I was wondering if anyone could tell me approximately how much money they've saved on heating bills by putting plastic in the windows to keep drafts out? I know this will depend on a lot of things, but I'm just trying to see if this is worth doing.
I'm on the 2nd floor of a two family house built in the early 1930s. I suspect the windows are the originals. I have a gas furnace that is probably at least 10 years old. I live in Upstate New York where it is pretty much cold and snowy from November through April.
By Kitschqueen from Syracuse, NY
If my windows do not leak, is there still a benefit from putting plastic over them in the winter? John
By Kimber Ha10/05/2009
Depending on what you want it to look like. We used bubble wrap on the walls and ceiling of my greenhouse. Because it has the air chambers it works amazingly. Cool in summer and keeps the warmth in winter.
By Grandma J10/02/2009
Everything helps! My 100 year old house has original windows in a large portion of it. We put heavy plastic between the window and storm window as well as insulated drapes and shades on the inside. Because I have a leaded window between the big picture window and fully insulated front porch, I just have insulated drapes, shades for that.
I also made special curtain/drapes for the upstairs bedrooms. My granddaughters' room has 3 pair of fully sewn drapes, one over the other. Done in colors that make it look darling with all of them on the window. The last one on top is a poly white fabric that looks somewhat shear but is like a nylon fabric. The other colors all come through. Nice days, I take the under curtain, wrap it around the top in circular loop style. It is the princess room, so we have the pinks, blues, yellows, white, greens all together in the curtains, rather than the paint on the walls.

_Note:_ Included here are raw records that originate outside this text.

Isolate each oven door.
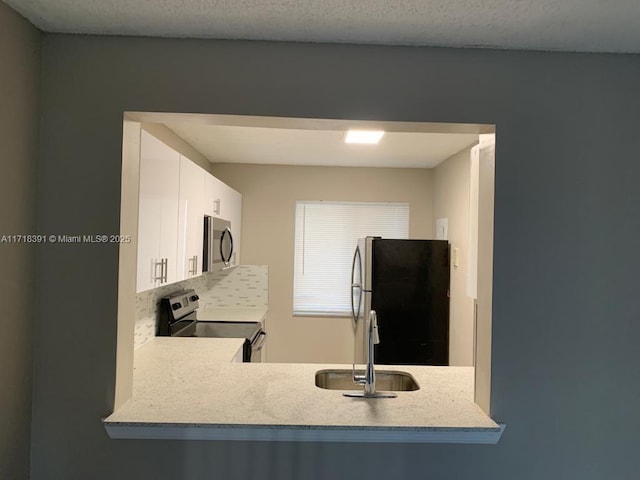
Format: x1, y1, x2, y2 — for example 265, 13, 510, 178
195, 321, 266, 363
203, 216, 234, 272
168, 316, 197, 337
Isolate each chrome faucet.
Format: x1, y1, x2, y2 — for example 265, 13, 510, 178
344, 310, 397, 398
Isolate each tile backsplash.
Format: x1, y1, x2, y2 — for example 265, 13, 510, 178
134, 265, 268, 348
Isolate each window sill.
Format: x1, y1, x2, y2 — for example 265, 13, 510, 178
292, 311, 352, 318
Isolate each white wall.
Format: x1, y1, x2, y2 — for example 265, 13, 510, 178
474, 140, 495, 413
0, 4, 40, 480
433, 145, 476, 366
212, 163, 433, 363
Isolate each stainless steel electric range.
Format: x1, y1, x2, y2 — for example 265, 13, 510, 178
158, 289, 266, 362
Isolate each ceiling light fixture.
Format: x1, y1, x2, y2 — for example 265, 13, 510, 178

I am in upstate NY in the Capital District. My windows are only ten years old, but they aren't top of the line either. I use the interior plastic on them and just by stopping some of the cold air from drafting or seeping in makes a difference. No, I can't tell you how much you'll save, but it's worth it. I can tell you that if you wash them before you put the plastic up, when you take it down in the spring your windows are still nice and clean!
By Candace Dotson10/02/2009
You could get a tube of window caulk and make sure to seal around the window insides that may be leaking. Also, you could use old quilts (if you don't have them a thrift shop like goodwill or salvation army would), cut them up to the size of the window and you could stitch them nicely and use velcro strips on both quilt and the inside of the window inside the framing of the window, that way you can take them down when desired and put them up next year-and also that will give you room to hang thermal curtains in front of them. You can find at walmart.
I live in the Western NY area about an eighth of a mile from the lake. We have the wind to contend with also. My house was built around 1920 and we use the plastic kits also. They work great if used properly. We have saved about 200.00 a winter on the gas bill. It may not seem like much to some but when your gas bills are 350. - 400. a month every little bit helps. Good luck
Anything that keeps the drafts out will be keep money in your pocket.
For years before we replaced our old windows, we installed the window kits every fall. Almost the instant we finished the window kit installation, the house was not only warmer, but maintained the heat very well through out the entire day.
There was a home renovation show I saw that demonstrated the heat loss in a home with drafty windows. For 6 windows that leaked out the heat, it was the equivalent of having a hole in the
wall 2' X 2' - The window kits are well worth the few dollars they cost. If done properly, it will take you a couple of hours to do the entire house. Make sure you have a blow dryer/hair dryer, as it is crucial to the proper installation. Good Luck & stay warm.
By Gina Johnston10/01/2009
I can tell you that the plastic will help--I can't tell you how much.
However, consider using something like either the Warm Windows product line from a fabric store, or purchasing radiant barrier material from a hardware store (or you can order it online from Farmtek) and improvising curtains. If you just use them at night, it will help hold heat inside like crazy. The radiant barrier looks like bubble wrap with tinfoil on it, kind of, and you can cover it with fabric and just roll it up in the morning.
Buy carpet 'tack strips' to seal the plastic to the outer window frames if they are wood. They are easy to remove in the spring and can be used repeatedly.
If you go to WalMart you can get clear plastic on the bolt priced per yard starting under $1.00 and a little over depending on the thickness.
If your windows are drafty; chances are you are losing heat and putting plastic up saves $$ yes I do believe it is worth the small expense for the winter months when compared to the cost of heating bills for the cold season.
My husband made a wooden frame and put WalMart's higher quality plastic on it and we use the same plastic & frame each winter to cover the sliding glass door.
We've also done just a thick plastic you buy in rolls at Home Depot. They cost a few dollars per window and it is definitely worth it in the added comfort. We have a few old windows we are not ready to replace yet, so we cover them and it makes a huge difference. Not sure on actual dollar savings, but I'm sure it's enough to cover your time to do it.
By Lori Morelli10/01/2009
I don't know how much money you will actually save, but the plastic kits are cheap and easy to install. The plastic keeps the air out and makes the room feel a lot warmer. I do it every winter.